O ex-jogador de basquete Oscar Schmidt, amplamente considerado o maior nome da modalidade no Brasil, faleceu nesta sexta-feira (17), aos 68 anos. O ídolo nacional foi internado às pressas no Hospital e Maternidade Municipal Santa Ana, na capital de São Paulo, mas não resistiu. O “Mão Santa” havia sofrido um mal-estar repentino e foi encontrado desacordado em sua própria residência.

A morte encerra a trajetória de um dos maiores pontuadores da história do esporte mundial, reconhecido internacionalmente por sua dedicação inabalável à camisa verde e amarela. Com 2,05 metros de altura, Oscar abriu mão de atuar na NBA, principal liga de basquete do planeta, para continuar elegível pela seleção nacional. Em sua cerimônia de introdução ao Hall da Fama em 2013, o atleta revisitou essa escolha e agradeceu àqueles que construíram seu legado.

Nascido em Natal (RN), no dia 16 de fevereiro de 1958, o jovem que inicialmente sonhava em ser atleta de futebol encontrou no basquete a sua verdadeira vocação. Em 25 temporadas como profissional, ele acumulou estatísticas superlativas e liderou o país em conquistas memoráveis. O ápice ocorreu nos Jogos Pan-Americanos de 1987, em Indianápolis, quando comandou a vitória histórica sobre os Estados Unidos na grande decisão.
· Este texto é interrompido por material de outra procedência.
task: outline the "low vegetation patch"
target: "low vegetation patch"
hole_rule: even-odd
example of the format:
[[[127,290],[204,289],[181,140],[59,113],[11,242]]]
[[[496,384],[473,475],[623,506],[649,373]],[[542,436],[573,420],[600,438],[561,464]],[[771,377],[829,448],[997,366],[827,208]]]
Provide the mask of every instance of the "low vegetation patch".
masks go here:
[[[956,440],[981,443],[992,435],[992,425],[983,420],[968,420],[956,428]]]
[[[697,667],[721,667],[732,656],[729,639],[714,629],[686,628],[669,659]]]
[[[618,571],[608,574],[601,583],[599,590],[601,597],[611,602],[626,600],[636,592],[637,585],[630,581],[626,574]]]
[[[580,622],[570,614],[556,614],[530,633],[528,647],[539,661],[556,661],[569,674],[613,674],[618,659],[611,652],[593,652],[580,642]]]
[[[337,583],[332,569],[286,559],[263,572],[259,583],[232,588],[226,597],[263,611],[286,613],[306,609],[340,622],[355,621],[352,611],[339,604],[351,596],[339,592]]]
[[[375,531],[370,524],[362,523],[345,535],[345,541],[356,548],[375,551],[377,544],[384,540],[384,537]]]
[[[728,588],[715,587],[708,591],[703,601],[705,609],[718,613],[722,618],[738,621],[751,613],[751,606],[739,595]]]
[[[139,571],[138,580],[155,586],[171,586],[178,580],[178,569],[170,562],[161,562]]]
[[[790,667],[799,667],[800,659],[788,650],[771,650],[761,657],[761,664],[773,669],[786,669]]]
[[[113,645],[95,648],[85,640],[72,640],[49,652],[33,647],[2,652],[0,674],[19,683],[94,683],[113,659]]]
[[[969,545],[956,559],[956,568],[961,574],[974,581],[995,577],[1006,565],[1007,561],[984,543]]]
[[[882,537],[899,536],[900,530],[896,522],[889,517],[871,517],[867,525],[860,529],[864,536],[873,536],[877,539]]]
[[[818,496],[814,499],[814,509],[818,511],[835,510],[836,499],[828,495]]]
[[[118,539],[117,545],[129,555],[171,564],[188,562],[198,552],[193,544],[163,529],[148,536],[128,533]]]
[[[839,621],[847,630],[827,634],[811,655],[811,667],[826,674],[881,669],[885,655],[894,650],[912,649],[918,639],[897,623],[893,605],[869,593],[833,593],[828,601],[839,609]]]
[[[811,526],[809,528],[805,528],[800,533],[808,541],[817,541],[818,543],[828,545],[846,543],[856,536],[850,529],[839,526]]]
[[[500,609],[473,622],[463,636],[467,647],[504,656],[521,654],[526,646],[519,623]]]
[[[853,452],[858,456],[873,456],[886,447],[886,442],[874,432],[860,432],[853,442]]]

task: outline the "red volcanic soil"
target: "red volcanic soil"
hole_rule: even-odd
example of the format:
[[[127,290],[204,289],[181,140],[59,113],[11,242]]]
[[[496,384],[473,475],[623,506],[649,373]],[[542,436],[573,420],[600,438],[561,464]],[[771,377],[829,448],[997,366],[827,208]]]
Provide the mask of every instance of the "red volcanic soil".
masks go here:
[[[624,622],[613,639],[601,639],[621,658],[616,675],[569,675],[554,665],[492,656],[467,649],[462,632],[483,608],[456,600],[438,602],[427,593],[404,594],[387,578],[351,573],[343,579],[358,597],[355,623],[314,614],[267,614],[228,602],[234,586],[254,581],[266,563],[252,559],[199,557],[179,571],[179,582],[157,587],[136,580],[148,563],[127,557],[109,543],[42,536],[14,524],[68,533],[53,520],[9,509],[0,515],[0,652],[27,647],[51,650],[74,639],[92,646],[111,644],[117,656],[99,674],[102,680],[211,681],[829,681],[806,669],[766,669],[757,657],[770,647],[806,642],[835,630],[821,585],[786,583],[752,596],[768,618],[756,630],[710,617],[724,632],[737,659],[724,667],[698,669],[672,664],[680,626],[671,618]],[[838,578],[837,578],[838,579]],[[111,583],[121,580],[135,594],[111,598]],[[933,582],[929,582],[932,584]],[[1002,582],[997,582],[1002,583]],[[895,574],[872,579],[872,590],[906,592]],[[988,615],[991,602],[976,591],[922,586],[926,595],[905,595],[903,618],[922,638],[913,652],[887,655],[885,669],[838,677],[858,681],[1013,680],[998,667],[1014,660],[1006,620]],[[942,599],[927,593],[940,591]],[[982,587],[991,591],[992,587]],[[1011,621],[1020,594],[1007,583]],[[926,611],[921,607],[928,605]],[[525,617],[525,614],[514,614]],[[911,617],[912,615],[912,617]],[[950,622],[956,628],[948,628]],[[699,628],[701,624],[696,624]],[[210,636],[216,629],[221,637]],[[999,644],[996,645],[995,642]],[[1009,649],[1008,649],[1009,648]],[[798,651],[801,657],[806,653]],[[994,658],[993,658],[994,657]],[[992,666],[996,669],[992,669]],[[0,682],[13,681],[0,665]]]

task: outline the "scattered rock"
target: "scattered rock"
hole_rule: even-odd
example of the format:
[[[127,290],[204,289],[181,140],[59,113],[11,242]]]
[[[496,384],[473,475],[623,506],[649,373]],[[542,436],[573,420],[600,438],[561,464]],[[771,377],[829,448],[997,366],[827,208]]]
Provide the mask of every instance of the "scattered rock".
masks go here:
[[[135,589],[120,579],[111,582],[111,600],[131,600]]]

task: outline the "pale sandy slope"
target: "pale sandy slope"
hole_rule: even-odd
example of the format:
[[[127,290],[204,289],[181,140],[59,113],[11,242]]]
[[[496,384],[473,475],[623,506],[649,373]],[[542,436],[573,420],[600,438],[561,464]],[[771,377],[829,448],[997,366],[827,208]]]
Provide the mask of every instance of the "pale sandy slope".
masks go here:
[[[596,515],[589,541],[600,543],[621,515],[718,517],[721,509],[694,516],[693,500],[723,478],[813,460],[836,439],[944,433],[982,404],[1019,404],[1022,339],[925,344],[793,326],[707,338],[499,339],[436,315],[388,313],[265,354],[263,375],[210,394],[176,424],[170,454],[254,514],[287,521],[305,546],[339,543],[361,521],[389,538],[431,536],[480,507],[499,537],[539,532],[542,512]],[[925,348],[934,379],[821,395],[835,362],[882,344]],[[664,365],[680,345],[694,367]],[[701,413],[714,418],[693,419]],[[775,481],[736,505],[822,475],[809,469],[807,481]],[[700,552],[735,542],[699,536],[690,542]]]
Recordes absolutos nas Olimpíadas

O talento inigualável do potiguar brilhou intensamente no maior palco esportivo do mundo. O ala participou de cinco edições consecutivas das Olimpíadas, disputadas entre os anos de 1980 e 1996. Ao todo, anotou impressionantes 1.093 pontos nessas competições, consolidando-se como o cestinha histórico e o único atleta a romper a barreira do milhar nos Jogos.

Ainda no torneio olímpico, o craque enfileirou marcas individuais que permanecem vivas na memória dos fãs. Em Seul 1988, o ex-atleta estabeleceu o recorde de 55 pontos anotados em uma única partida, disputada contra a seleção da Espanha. Pela equipe nacional, o ídolo encerrou sua longeva trajetória com 7.693 pontos registrados ao longo de 326 jogos oficiais disputados entre 1977 e 1996.

Carreira por clubes e idolatria internacional

No basquete de clubes, o brasileiro iniciou sua vitoriosa jornada profissional pelo Palmeiras em 1974 e faturou o Mundial de Clubes com o Sírio no ano de 1979. Na década seguinte, tornou-se ídolo absoluto na Itália, onde atuou por 11 temporadas com enorme destaque por equipes como o JuveCaserta e o Pavia. Após uma rápida passagem pelo Fórum, da Espanha, retornou ao cenário nacional até se aposentar pelo Flamengo em 2003.

Luta pessoal e legado familiar

A força demonstrada em quadra também marcou a vida pessoal e as batalhas do eterno camisa 14. Em 2011, Oscar foi diagnosticado com um câncer no cérebro, enfrentando diversas cirurgias para a retirada do tumor até se declarar curado da doença em 2022. O ídolo somou exatos 49.737 pontos oficiais na carreira e deixa como legado a inspiração para parentes ilustres, como o sobrinho Bruno Schmidt, campeão olímpico de vôlei de praia, e o irmão Tadeu Schmidt.